Liverpool Sound and Vision Rating 8.5/10
You are always warned to keep away from the first signs of infection, that the Doctor in all their professional wisdom would prescribe isolation, would suggest that the neighbourhood be cleansed, scrubbed down, let the rebellion in the body fight its own battle and wait it out, let the infection subside. In most cases though, the doctor is only hoping, for quite often the feeling of the infectious is dynamic, positive, it is the beautiful rude awakening and rebellious, it is to understand the surge of the dance that you might never have found inhabiting your body before.
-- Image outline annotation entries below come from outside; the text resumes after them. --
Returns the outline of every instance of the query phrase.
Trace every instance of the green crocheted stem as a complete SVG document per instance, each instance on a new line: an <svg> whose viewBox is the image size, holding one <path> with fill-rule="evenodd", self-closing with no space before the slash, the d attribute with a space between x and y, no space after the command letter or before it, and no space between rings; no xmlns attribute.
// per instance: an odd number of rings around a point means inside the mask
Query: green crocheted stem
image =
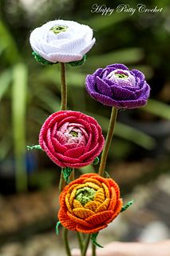
<svg viewBox="0 0 170 256"><path fill-rule="evenodd" d="M27 150L42 150L40 145L34 145L34 146L26 146Z"/></svg>
<svg viewBox="0 0 170 256"><path fill-rule="evenodd" d="M56 224L56 234L58 235L59 234L59 226L61 225L61 222L57 222L57 223Z"/></svg>
<svg viewBox="0 0 170 256"><path fill-rule="evenodd" d="M97 157L95 159L94 159L94 161L93 162L93 166L97 166L98 163L99 163L99 158L98 157Z"/></svg>
<svg viewBox="0 0 170 256"><path fill-rule="evenodd" d="M32 52L32 55L34 57L34 58L36 59L36 61L38 62L39 62L40 64L42 64L42 65L53 65L53 64L57 64L58 63L58 62L53 63L53 62L50 62L47 61L44 58L42 58L40 55L38 55L35 51Z"/></svg>
<svg viewBox="0 0 170 256"><path fill-rule="evenodd" d="M88 202L93 200L96 192L92 187L85 186L77 190L76 199L85 206Z"/></svg>
<svg viewBox="0 0 170 256"><path fill-rule="evenodd" d="M70 182L69 176L72 171L73 171L73 168L69 168L69 167L62 168L63 178L65 182L67 183Z"/></svg>
<svg viewBox="0 0 170 256"><path fill-rule="evenodd" d="M128 207L130 207L133 204L133 199L128 202L125 206L122 206L121 212L126 210Z"/></svg>
<svg viewBox="0 0 170 256"><path fill-rule="evenodd" d="M87 58L87 56L85 54L83 55L82 59L81 59L80 61L70 62L68 62L68 64L70 65L71 66L81 66L85 62L86 58Z"/></svg>
<svg viewBox="0 0 170 256"><path fill-rule="evenodd" d="M93 233L91 235L91 241L93 243L93 245L95 245L96 246L98 246L100 248L103 248L103 246L101 245L100 245L97 242L97 237L98 235L98 232L97 233Z"/></svg>

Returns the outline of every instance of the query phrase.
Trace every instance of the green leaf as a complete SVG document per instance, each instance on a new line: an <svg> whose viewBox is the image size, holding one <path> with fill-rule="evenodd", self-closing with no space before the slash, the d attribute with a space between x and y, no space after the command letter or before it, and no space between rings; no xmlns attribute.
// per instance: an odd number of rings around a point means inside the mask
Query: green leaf
<svg viewBox="0 0 170 256"><path fill-rule="evenodd" d="M26 110L27 68L23 63L16 64L13 70L12 118L14 142L16 189L27 190L26 169Z"/></svg>
<svg viewBox="0 0 170 256"><path fill-rule="evenodd" d="M11 70L6 70L0 76L0 100L9 88L12 78Z"/></svg>

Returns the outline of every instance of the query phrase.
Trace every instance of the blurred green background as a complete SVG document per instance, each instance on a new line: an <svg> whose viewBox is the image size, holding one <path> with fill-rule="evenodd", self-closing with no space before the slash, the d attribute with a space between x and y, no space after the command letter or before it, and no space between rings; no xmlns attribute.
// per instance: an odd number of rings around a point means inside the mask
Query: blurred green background
<svg viewBox="0 0 170 256"><path fill-rule="evenodd" d="M111 110L90 98L85 88L85 76L98 67L121 62L144 72L151 86L145 107L119 111L107 170L121 184L123 194L169 170L168 1L145 2L147 8L163 7L160 13L136 10L130 15L114 10L109 16L91 11L93 4L117 8L121 3L0 0L0 193L4 196L49 190L58 182L59 168L45 153L26 151L26 145L38 144L45 118L60 109L59 66L38 64L29 43L31 30L53 19L74 20L93 29L97 42L85 64L66 66L68 102L69 109L96 118L105 135ZM137 3L132 1L130 7L136 8ZM83 168L78 174L93 168Z"/></svg>

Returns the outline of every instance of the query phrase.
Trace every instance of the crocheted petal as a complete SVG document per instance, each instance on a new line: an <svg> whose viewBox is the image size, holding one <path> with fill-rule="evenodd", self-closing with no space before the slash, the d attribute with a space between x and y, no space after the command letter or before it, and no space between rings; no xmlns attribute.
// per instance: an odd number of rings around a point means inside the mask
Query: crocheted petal
<svg viewBox="0 0 170 256"><path fill-rule="evenodd" d="M148 98L140 98L136 100L129 101L120 101L119 103L121 105L122 108L125 109L135 109L146 105Z"/></svg>
<svg viewBox="0 0 170 256"><path fill-rule="evenodd" d="M99 189L94 196L94 201L99 202L100 203L102 203L105 199L105 195L103 188Z"/></svg>
<svg viewBox="0 0 170 256"><path fill-rule="evenodd" d="M60 152L61 154L63 154L67 150L67 147L61 144L56 138L52 137L51 142L56 152Z"/></svg>
<svg viewBox="0 0 170 256"><path fill-rule="evenodd" d="M93 224L93 226L97 226L99 224L106 222L109 219L112 218L113 214L114 213L113 210L105 210L101 213L95 214L85 218L85 222Z"/></svg>
<svg viewBox="0 0 170 256"><path fill-rule="evenodd" d="M91 210L92 211L95 212L96 211L96 209L101 205L101 203L99 202L97 202L97 201L90 201L90 202L88 202L85 206L84 207L85 209L89 209Z"/></svg>
<svg viewBox="0 0 170 256"><path fill-rule="evenodd" d="M82 219L85 219L86 218L92 216L94 212L89 209L85 208L77 208L73 210L73 214Z"/></svg>
<svg viewBox="0 0 170 256"><path fill-rule="evenodd" d="M114 70L117 70L117 69L120 69L120 70L128 70L128 68L124 65L124 64L121 64L121 63L116 63L116 64L112 64L112 65L109 65L106 66L106 68L111 68L112 69L112 71Z"/></svg>
<svg viewBox="0 0 170 256"><path fill-rule="evenodd" d="M77 224L80 224L83 226L86 226L87 228L93 228L93 225L90 223L88 223L86 222L85 222L83 219L77 218L76 216L71 214L69 212L67 212L67 215L69 216L69 218L70 218L70 220L72 220L73 222L77 223Z"/></svg>
<svg viewBox="0 0 170 256"><path fill-rule="evenodd" d="M83 50L80 51L80 54L84 55L86 54L94 45L96 39L93 38Z"/></svg>
<svg viewBox="0 0 170 256"><path fill-rule="evenodd" d="M122 206L123 206L123 202L122 202L122 199L120 198L118 201L117 201L117 206L114 210L114 214L112 215L111 218L109 219L106 223L109 223L111 222L115 218L117 218L117 216L120 214L121 210L121 208L122 208Z"/></svg>
<svg viewBox="0 0 170 256"><path fill-rule="evenodd" d="M76 199L73 200L73 208L82 208L83 207L81 203L78 200L76 200Z"/></svg>
<svg viewBox="0 0 170 256"><path fill-rule="evenodd" d="M81 225L77 225L76 226L76 229L77 231L78 232L81 232L81 233L85 233L85 234L93 234L93 233L97 233L101 230L105 229L107 226L106 224L104 224L102 226L98 226L97 227L92 227L92 228L89 228L89 227L85 227L84 226Z"/></svg>
<svg viewBox="0 0 170 256"><path fill-rule="evenodd" d="M140 80L140 82L144 82L145 77L143 73L141 73L140 70L132 70L131 73L132 73L135 77L139 78Z"/></svg>
<svg viewBox="0 0 170 256"><path fill-rule="evenodd" d="M77 224L73 222L71 219L69 219L67 214L65 214L61 208L59 210L58 212L58 219L66 229L76 231Z"/></svg>
<svg viewBox="0 0 170 256"><path fill-rule="evenodd" d="M108 178L108 182L109 182L110 186L113 186L114 188L114 190L115 190L115 192L117 194L117 198L120 198L120 188L119 188L119 186L112 178Z"/></svg>
<svg viewBox="0 0 170 256"><path fill-rule="evenodd" d="M109 85L99 77L96 78L96 86L99 94L109 96L110 98L113 97L113 92Z"/></svg>
<svg viewBox="0 0 170 256"><path fill-rule="evenodd" d="M101 213L102 211L105 211L106 210L108 210L108 206L109 205L110 202L110 199L107 198L104 201L104 202L100 205L95 210L95 214L98 214Z"/></svg>
<svg viewBox="0 0 170 256"><path fill-rule="evenodd" d="M76 148L73 148L70 150L68 150L67 151L65 152L64 155L65 157L69 157L69 158L79 158L81 154L83 154L84 153L84 149L85 146L77 146Z"/></svg>
<svg viewBox="0 0 170 256"><path fill-rule="evenodd" d="M121 105L120 102L115 101L108 96L100 94L99 93L97 93L97 92L92 92L91 96L97 101L102 103L103 105L110 106L114 106L115 107L121 108Z"/></svg>
<svg viewBox="0 0 170 256"><path fill-rule="evenodd" d="M50 150L49 150L48 147L46 146L46 144L45 142L43 142L43 147L42 146L42 148L43 148L43 150L45 151L45 153L47 154L47 155L49 156L49 158L58 166L61 167L67 167L67 166L61 161L59 161L51 152Z"/></svg>

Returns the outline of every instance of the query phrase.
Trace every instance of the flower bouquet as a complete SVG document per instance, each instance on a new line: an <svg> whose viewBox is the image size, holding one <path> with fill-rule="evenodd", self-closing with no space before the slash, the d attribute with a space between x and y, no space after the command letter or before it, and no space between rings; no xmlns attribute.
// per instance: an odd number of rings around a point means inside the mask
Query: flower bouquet
<svg viewBox="0 0 170 256"><path fill-rule="evenodd" d="M85 54L95 43L93 37L93 30L88 26L55 20L33 30L30 39L33 55L38 62L61 65L61 110L45 121L39 144L28 148L45 151L61 168L56 233L61 225L69 256L68 230L77 232L82 256L85 256L91 241L94 256L96 246L101 246L97 242L99 231L132 203L130 201L123 205L119 186L106 172L105 165L118 110L144 106L150 93L144 75L123 64L99 68L87 75L85 86L89 95L112 107L105 140L93 118L67 110L65 65L77 66L85 62ZM85 174L74 179L76 169L99 162L97 174Z"/></svg>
It is the sign of the infectious that makes Neville & Sugary Staple’s collaboration in the album Rude Rebels such an enjoyable moment, a pulse-driven experience which takes you down a route to which a health care professional slowly lifts your wrists and declares that the patient is now firmly in the area of the non-conforming and rebellious souls; it is a sign that you have broken free of any restraints that once bound you to only live in a particular way, that you could not feel empathy for another person’s dance or struggle.
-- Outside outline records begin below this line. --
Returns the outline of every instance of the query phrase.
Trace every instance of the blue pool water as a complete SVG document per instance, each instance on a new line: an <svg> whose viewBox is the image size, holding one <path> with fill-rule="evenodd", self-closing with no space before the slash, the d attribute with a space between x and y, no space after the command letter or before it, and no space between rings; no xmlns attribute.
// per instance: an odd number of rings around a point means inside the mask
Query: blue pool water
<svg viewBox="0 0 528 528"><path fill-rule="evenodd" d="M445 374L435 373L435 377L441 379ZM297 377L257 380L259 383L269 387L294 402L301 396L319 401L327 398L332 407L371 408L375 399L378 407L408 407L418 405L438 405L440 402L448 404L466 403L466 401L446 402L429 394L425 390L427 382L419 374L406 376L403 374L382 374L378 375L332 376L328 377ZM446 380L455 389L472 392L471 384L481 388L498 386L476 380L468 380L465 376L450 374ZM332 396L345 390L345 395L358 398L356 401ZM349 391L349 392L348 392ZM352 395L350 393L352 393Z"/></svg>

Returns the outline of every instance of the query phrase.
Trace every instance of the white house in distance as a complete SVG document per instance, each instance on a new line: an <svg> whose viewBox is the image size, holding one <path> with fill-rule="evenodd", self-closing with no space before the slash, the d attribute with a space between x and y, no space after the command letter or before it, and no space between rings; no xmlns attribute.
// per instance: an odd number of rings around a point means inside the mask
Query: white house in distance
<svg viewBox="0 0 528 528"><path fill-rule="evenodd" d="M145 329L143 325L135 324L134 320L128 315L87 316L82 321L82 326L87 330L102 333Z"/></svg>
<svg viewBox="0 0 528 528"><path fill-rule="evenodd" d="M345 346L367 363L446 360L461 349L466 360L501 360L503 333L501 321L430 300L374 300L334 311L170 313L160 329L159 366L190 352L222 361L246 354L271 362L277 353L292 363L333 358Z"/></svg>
The upbeat and vocal statement to be found in Rude Rebels is sincere, affirmative, progressive, it is fitting that it comes hand in hand with the 40th anniversary of 2-Tone Records, a monumental moment in time in itself; yet this album is not a pastiche or reflection of the sound that came with the arrival of bands such as The Specials or The Selecter, it is how the genre has moved on, and again like The Selecter and their iconic front-woman, Pauline Black, it is confident, a strident effect on the scene.
In tracks such as Rebel Down, Tattoo King, Dirty Little Liar, Way I Love You and the album closer of Woulda Coulda Shoulda, the originality of the album is striking, a massive statement on the times we live in, in many ways a kinder world, more inclusive that when Ska hit the ground running in the dark days of 1970s Britain, and yet a world which shies away from allowing debate, the shouters and demanding drowning out the reasonable and softly spoken.
Never one to allow the pure at heart’s voice to be silenced, Neville Staples and the band that inhabit the album unleash the Rude Rebels like a force storming the bastille; it might only release one or two from the confines of their own thought, but the result will continue down the ages, a new world is waiting and the passionately vocal will have their day once more. An upbeat wonder, a sense of cool, it can only be the return of Neville Staple.
Neville & Sugary Staple release Rude Rebels via Cleopatra Records on 28th September.